Del Hanks is on the verge of academic tenure, but at forty she’s also perched on the precipice of either the beginning or the end of the rest of her life.
Black Star is a dark comedy, both bitingly funny and transgressive, an unflinching and unsentimental exploration of the female experience, academia, and the idea of power that burns in the mind as white as acid.
Medved’s new novel is a searing critique of a world we all know too well – one of sexual exploitation, manipulation, and the subtle machinations of power that Black Star filters through the lens of academia.
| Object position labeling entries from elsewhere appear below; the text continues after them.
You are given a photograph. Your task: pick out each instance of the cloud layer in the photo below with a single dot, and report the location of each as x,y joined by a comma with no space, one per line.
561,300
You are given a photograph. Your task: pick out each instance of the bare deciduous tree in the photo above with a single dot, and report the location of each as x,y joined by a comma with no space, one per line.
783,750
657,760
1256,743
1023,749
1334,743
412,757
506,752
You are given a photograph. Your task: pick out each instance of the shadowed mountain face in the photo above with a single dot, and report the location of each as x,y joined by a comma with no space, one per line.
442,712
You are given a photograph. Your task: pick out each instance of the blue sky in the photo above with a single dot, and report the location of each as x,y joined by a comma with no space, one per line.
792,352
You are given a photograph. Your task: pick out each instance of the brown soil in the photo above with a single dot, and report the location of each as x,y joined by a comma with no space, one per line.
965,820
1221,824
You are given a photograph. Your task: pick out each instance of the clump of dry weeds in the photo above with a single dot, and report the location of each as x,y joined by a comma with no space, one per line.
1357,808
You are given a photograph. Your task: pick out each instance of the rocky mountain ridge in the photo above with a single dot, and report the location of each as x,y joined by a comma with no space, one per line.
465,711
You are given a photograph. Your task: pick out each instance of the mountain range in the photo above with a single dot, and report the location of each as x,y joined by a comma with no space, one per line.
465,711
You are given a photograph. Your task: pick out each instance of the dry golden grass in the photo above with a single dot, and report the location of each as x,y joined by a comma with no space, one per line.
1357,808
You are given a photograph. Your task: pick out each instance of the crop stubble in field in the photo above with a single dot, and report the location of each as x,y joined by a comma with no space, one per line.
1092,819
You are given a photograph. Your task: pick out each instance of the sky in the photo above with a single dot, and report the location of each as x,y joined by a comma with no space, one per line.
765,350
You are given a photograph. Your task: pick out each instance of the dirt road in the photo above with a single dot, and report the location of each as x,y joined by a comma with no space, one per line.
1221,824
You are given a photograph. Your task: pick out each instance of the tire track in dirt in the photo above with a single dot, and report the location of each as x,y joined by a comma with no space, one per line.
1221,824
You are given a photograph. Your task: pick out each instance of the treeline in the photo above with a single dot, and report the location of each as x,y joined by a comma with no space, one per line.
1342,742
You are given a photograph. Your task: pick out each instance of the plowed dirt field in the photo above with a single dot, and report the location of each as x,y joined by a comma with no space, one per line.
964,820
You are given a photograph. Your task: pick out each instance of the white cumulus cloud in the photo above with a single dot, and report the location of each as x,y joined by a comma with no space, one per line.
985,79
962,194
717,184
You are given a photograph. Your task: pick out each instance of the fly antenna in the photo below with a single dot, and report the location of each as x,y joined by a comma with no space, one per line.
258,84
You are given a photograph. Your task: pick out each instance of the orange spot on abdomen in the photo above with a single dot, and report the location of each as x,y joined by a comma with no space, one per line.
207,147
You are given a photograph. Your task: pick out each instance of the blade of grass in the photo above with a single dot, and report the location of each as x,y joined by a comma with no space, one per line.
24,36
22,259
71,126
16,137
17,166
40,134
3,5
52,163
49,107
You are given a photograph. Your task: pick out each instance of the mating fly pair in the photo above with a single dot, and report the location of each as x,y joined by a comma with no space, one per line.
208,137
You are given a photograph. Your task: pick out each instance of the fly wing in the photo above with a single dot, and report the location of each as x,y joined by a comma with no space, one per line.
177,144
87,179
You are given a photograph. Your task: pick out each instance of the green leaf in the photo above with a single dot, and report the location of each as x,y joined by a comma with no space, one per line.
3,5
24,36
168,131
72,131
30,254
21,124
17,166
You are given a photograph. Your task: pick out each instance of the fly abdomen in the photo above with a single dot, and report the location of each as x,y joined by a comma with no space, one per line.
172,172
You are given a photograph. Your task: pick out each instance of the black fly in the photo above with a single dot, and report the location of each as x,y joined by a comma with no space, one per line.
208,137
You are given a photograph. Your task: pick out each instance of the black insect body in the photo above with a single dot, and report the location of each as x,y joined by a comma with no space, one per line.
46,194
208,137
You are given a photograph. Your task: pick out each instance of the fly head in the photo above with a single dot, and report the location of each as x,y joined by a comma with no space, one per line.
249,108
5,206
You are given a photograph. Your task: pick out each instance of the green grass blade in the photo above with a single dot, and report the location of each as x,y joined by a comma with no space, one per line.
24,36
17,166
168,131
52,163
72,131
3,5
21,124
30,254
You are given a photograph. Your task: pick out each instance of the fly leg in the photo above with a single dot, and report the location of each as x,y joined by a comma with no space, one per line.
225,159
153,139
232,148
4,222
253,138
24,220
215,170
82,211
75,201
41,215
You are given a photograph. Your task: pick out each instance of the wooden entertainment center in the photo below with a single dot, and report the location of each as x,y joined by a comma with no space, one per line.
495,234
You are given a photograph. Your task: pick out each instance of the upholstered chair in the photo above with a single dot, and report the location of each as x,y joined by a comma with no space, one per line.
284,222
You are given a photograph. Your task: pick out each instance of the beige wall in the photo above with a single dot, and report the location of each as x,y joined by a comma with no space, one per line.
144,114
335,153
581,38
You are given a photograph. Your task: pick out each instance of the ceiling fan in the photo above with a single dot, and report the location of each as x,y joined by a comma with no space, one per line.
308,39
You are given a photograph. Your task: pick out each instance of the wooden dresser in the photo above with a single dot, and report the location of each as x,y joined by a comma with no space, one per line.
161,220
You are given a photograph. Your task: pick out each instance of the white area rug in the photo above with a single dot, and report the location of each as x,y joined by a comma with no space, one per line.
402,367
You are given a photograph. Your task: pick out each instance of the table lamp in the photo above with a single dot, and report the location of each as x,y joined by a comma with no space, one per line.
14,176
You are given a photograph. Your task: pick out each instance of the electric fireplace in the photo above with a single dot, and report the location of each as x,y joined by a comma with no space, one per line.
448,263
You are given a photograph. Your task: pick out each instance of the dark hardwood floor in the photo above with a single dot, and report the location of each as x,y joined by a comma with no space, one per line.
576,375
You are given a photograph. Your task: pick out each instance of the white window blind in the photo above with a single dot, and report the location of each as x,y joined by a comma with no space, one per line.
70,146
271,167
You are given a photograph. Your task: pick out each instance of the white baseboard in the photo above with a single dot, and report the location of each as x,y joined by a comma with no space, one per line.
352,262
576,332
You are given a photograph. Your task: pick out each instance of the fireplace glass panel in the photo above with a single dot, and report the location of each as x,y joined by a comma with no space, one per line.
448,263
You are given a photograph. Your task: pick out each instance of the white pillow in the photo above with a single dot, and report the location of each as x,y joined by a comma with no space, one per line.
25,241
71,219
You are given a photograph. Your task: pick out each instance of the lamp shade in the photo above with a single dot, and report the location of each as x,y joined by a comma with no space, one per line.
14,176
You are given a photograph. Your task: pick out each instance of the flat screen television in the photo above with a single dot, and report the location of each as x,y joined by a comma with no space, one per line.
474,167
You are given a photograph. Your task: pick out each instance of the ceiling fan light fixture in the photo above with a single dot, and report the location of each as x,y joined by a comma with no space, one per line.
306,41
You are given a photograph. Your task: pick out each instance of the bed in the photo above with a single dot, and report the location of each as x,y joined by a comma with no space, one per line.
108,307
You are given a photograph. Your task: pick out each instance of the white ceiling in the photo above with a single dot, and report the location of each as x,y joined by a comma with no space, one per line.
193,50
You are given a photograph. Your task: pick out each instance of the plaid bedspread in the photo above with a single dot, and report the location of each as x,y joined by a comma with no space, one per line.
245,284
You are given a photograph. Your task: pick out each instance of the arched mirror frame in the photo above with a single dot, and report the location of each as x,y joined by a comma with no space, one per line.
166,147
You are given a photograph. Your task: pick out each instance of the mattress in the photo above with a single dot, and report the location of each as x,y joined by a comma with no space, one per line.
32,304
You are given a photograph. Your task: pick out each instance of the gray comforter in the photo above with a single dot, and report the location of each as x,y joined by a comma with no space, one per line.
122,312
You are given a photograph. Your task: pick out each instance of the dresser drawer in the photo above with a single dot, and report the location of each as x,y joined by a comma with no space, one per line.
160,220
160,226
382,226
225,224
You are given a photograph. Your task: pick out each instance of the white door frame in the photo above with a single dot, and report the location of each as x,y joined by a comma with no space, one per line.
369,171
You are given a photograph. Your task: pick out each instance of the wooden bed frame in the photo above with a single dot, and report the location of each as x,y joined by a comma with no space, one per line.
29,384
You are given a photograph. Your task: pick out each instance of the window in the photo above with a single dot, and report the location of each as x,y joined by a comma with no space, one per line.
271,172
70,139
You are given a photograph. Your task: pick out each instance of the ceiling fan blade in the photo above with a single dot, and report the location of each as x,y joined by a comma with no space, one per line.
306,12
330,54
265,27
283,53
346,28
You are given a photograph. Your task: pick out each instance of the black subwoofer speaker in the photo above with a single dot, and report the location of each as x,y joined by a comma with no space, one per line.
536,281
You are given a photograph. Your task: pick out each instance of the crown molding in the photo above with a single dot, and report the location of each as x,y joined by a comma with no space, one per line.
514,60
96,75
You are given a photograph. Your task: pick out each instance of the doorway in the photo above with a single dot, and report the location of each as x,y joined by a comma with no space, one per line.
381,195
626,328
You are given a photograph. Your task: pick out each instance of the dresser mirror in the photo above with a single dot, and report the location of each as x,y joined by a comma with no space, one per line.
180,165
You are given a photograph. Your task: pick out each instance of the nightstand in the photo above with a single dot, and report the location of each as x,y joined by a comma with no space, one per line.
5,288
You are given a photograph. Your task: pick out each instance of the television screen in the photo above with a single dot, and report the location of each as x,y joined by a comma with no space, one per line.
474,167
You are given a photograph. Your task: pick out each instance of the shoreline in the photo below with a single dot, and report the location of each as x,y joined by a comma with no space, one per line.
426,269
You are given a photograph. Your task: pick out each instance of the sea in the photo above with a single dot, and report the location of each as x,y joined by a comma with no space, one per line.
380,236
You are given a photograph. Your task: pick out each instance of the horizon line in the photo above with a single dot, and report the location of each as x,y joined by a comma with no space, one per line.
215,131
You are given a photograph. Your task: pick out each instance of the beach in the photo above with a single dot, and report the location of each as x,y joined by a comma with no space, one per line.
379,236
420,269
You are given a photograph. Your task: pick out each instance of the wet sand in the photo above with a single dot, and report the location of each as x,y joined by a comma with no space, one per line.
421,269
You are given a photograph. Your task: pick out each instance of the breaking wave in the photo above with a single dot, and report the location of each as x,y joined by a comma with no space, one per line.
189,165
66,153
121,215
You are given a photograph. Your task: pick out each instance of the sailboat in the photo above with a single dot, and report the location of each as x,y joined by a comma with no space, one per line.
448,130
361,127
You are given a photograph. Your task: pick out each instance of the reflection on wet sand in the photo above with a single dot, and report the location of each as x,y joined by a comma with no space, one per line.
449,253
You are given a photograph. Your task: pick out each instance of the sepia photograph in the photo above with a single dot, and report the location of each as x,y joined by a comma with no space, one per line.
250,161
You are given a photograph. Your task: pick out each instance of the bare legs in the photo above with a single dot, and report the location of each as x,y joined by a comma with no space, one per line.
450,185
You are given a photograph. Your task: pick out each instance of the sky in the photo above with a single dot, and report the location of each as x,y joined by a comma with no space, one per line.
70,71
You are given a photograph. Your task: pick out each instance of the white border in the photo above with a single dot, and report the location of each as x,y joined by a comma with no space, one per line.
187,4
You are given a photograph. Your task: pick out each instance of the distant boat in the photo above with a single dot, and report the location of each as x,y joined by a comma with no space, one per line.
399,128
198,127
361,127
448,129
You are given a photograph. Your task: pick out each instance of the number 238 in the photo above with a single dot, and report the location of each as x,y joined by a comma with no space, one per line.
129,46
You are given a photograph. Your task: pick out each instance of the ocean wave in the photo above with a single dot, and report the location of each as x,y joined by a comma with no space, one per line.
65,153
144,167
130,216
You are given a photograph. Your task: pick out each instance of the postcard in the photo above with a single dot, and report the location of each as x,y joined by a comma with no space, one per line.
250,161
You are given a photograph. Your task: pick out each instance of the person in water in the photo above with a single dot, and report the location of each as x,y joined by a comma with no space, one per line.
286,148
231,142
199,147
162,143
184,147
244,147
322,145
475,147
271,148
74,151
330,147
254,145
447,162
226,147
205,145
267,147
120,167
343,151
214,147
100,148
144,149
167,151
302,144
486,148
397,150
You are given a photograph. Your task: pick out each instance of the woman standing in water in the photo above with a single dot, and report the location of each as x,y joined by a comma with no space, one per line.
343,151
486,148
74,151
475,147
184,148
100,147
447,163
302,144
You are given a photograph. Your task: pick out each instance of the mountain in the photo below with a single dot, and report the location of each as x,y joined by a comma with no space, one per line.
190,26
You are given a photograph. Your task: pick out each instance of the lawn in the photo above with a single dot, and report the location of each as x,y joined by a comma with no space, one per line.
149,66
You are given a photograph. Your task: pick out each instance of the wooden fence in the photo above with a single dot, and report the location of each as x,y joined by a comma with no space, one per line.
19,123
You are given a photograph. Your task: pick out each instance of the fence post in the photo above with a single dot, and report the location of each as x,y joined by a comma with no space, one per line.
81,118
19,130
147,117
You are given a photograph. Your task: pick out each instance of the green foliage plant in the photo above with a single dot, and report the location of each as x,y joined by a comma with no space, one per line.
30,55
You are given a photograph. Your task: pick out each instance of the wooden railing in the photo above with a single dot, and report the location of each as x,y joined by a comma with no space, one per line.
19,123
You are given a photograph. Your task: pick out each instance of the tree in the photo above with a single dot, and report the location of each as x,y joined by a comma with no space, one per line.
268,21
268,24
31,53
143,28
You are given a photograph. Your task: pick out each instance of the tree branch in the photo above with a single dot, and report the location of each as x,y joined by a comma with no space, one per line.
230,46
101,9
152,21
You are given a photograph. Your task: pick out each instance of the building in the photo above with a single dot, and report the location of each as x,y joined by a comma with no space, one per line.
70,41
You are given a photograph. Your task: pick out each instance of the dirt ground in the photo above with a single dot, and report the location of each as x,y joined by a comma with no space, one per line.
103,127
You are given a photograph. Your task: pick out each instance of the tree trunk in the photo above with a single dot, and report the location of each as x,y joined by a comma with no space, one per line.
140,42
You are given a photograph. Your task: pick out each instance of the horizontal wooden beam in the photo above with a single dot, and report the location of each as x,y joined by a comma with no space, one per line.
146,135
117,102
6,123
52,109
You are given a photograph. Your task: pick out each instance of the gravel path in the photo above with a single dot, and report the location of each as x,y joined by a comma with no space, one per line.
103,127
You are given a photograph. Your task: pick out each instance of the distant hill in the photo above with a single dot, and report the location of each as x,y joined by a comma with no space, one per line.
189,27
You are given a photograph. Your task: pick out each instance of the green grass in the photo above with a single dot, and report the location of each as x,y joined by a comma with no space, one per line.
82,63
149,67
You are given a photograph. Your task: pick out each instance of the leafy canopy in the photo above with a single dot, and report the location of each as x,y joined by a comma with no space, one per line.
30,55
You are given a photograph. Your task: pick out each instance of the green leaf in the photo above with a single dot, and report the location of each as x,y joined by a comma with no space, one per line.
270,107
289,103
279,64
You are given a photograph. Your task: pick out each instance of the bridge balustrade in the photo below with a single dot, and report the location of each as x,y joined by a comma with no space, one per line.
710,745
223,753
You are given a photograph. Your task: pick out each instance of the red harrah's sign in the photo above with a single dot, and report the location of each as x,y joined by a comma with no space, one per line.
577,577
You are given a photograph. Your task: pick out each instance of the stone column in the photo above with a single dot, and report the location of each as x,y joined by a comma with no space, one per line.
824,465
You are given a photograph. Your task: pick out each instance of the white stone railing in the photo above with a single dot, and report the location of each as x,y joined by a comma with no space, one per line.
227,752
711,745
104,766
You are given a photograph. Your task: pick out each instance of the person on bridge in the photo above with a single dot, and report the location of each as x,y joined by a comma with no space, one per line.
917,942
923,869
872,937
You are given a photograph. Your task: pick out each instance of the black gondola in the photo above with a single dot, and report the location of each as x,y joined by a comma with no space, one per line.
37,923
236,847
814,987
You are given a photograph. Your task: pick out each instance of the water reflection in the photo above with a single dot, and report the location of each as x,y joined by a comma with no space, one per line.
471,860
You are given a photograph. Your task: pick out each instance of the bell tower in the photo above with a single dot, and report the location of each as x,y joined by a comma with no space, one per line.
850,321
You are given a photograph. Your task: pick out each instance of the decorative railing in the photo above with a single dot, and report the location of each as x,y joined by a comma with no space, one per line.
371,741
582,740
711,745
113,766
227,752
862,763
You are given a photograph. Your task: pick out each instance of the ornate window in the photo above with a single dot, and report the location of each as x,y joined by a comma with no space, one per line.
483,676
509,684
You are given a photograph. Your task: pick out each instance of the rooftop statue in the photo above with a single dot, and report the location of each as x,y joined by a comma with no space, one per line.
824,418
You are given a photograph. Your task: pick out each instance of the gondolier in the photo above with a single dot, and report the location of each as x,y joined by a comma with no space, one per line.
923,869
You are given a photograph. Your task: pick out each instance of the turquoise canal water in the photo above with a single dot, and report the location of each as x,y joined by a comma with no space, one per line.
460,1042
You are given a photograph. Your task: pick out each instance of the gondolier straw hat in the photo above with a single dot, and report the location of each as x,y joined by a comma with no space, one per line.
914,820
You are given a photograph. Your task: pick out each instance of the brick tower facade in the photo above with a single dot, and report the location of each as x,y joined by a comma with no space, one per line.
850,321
It is at once poetic, tragic, disturbing and funny.
WHAT REVIEWERS HAVE SAID: “The interrogation of sexual power dynamics in the realm of academia could not be more relevant to the current cultural moment and Medved is merciless in dissecting the extent to which past wounds redound on Del in the present. The narrative shift from something resembling naturalism to a more stream-of-consciousness driven expressionism provides for a reading experience that is jarring and uncomfortable, though that is surely part of the novel’s design. …” — Steven Beattie, Hamilton Review of Books
“Black Star powerfully captures the overriding atmosphere of dread that defines much of academic institutional culture, tying it to the anxiety and paranoia that come from feeling that neither your employment nor your expertise is on solid ground.” — Eugenia Zuroski, Quill & Quire
ADVANCE PRAISE FOR BLACK STAR: “This wild novel is a powerful exploration of imposter syndrome taken to extremes and a story of how the sadistic, competitive world of academia intersects with one woman’s unraveling sense of self. Suspenseful and beautifully written.” — Zoe Whittall, author of The Best Kind of People (Giller Prize Finalist)
“You can read this slender swift novel as a comedy of manners, or a sly take on the corrosions of academe, but on its lower frequencies Maureen Medved’s brilliant new book is about the death of dreams and our lost hold on truth and reality, an often funny but finally harrowing look at a dystopia that’s come to reside in each of our souls.” — Charles D’Ambrosio, author of Loitering
“The Sleep of Reason Produces Monsters — so goes the title of one of Francisco Goya’s more famous works. In Black Star Maureen Medved riotously complicates Goya’s conceit: now the monsters are university profs pretending to be ‘woke’ rational beings. In prose lines razor-edged and tripwire-taut, and in a plot that burns as fast and bright as a dynamite fuse, Medved jolts to life a cast of academic washouts, Instagram careerists, vagrant idealists, and sex-deprived tenure-obsessed thought-experimentalists—each too exquisitely grotesque not to seem utterly authentic. At once black comedy, social critique, Kantian nightmare, and psychological thriller, this novel scarred me. And I am better for it.” — Chris Hutchinson, author of Jonas in Frames
“Maureen Medved masterfully explores her protagonists in all their spangled, fallible glory. Black Star plunges the reader into frantic academic rivalry. Is it paranoia or master manipulation? Every twist and turn will lead you down Medved’s darkly compelling rabbit hole.” – Eden Robinson, author of Son of a Trickster
“Black Star delivers an indelible shimmer in a bittersweet novel that is funny and fast and paranoid. Black Star has a real voice, tragic and transcendent, hallucinatory and very real, a jinxed collision of charm and pain and eros and maybe even atonement.” – Mark Jarman, author of 19 Knives and My White Planet
Maureen Medved is a novelist, screenwriter, and playwright as well as an Associate Professor in the Creative Writing Program at the University of British Columbia. She has written essays on television and film for the magazine Herizons. Medved’s writing has won and been nominated for a number of awards. Her work has been distributed and performed world-wide. Her novel The Tracey Fragments was first published in 1998 by House of Anansi Press. Maureen’s plays have been produced in Vancouver, Waterloo, and Toronto, and her writing has been published in literary journals and magazines. Anansi published a film tie-in edition to coincide with the Canadian release of the film in Fall 2007, and Les Allusifs has published a French language version of the book. (The French language edition won a 2008 Governor General’s Literary Award for Translation.) Bruce McDonald directed Medved’s screen adaptation of The Tracey Fragments starring Ellen Page, which opened the Panorama program of the 57th annual Berlin International Film Festival and won the Manfred Salzgeber Prize. The film has gone on to feature at a number of international film festivals, screened at MOMA and has also garnered other nominations and awards, including a Genie Award nomination for Adapted Screenplay. In 2009, Medved received the Artistic Achievement Award from Women in Film and Television, Vancouver. Black Star is Medved’s second novel; Anvil will be publish Medved’s third book, her essays on television and film, in 2019. Maureen is currently working on a new novel.